MNP LTD, a division of the national accounting firm MNP LLP, is the largest insolvency practice in Canada. For more than 50 years, our experienced team of Licensed Insolvency Trustees and advisors have been working with individuals to help them recover from financial distress and regain control of their finances. With more than 240 offices from coast to coast, MNP helps thousands of Canadians each year who are struggling with an overwhelming amount of debt. Visit MNPdebt.ca to contact a Licensed Insolvency Trustee or use our free Do it Yourself (DIY) debt assessment tools. For regular, bite-sized insights about debt and personal finances, subscribe to the MNP 3-Minute Debt Break Podcast.

About the MNP Consumer Debt Index

The MNP Consumer Debt Index measures Canadians’ attitudes toward their consumer debt and gauges their ability to pay their bills, endure unexpected expenses, and absorb interest-rate fluctuations without approaching insolvency. Conducted by Ipsos and updated quarterly, the Index is an industry-leading barometer of financial pressure or relief among Canadians.

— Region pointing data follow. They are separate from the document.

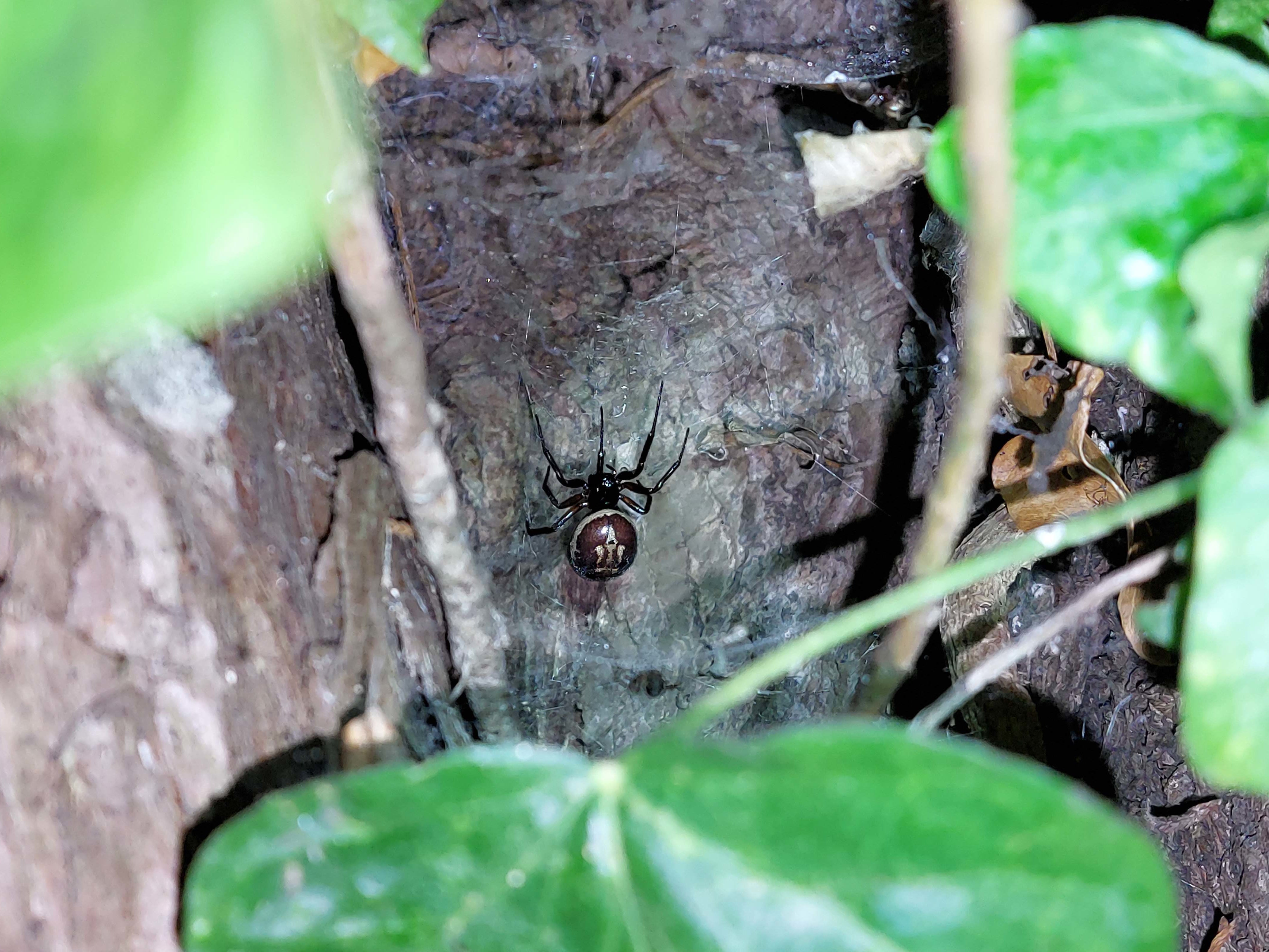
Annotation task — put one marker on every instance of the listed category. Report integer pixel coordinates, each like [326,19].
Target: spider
[605,544]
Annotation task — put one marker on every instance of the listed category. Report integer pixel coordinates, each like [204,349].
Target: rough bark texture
[677,244]
[173,610]
[1110,719]
[205,564]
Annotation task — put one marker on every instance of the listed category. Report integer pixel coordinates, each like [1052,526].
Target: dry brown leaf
[462,50]
[370,739]
[1222,936]
[1028,386]
[1072,487]
[1129,601]
[372,64]
[846,172]
[1065,473]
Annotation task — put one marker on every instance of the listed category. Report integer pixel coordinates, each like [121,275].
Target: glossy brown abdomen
[603,545]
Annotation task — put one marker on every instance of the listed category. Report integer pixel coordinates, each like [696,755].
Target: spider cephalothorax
[605,544]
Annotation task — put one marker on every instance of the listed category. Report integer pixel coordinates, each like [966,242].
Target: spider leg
[599,460]
[669,473]
[648,444]
[641,508]
[546,451]
[577,499]
[553,527]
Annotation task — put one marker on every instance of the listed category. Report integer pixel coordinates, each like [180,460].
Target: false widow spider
[605,544]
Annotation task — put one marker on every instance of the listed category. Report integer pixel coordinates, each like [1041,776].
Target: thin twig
[916,596]
[983,85]
[1036,638]
[404,256]
[404,421]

Now in its twenty-sixth wave, the Index increased to 86 points, up three points since last quarter, but remains below the five-year average. Visit MNPdebt.ca/CDI to learn more.

The data was compiled by Ipsos on behalf of MNP LTD between September 5 and September 8, 2023. For this survey, a sample of 2,000 Canadians aged 18 years and over was interviewed. Weighting was then employed to balance demographics to ensure that the sample's composition reflects that of the adult population according to Census data and to provide results intended to approximate the sample universe. The precision of Ipsos online polls is measured using a credibility interval. In this case, the poll is accurate to within ±2.5 percentage points, 19 times out of 20, had all Canadian adults been polled. The credibility interval will be wider among subsets of the population. All sample surveys and polls may be subject to other sources of error, including, but not limited to, coverage error and measurement error.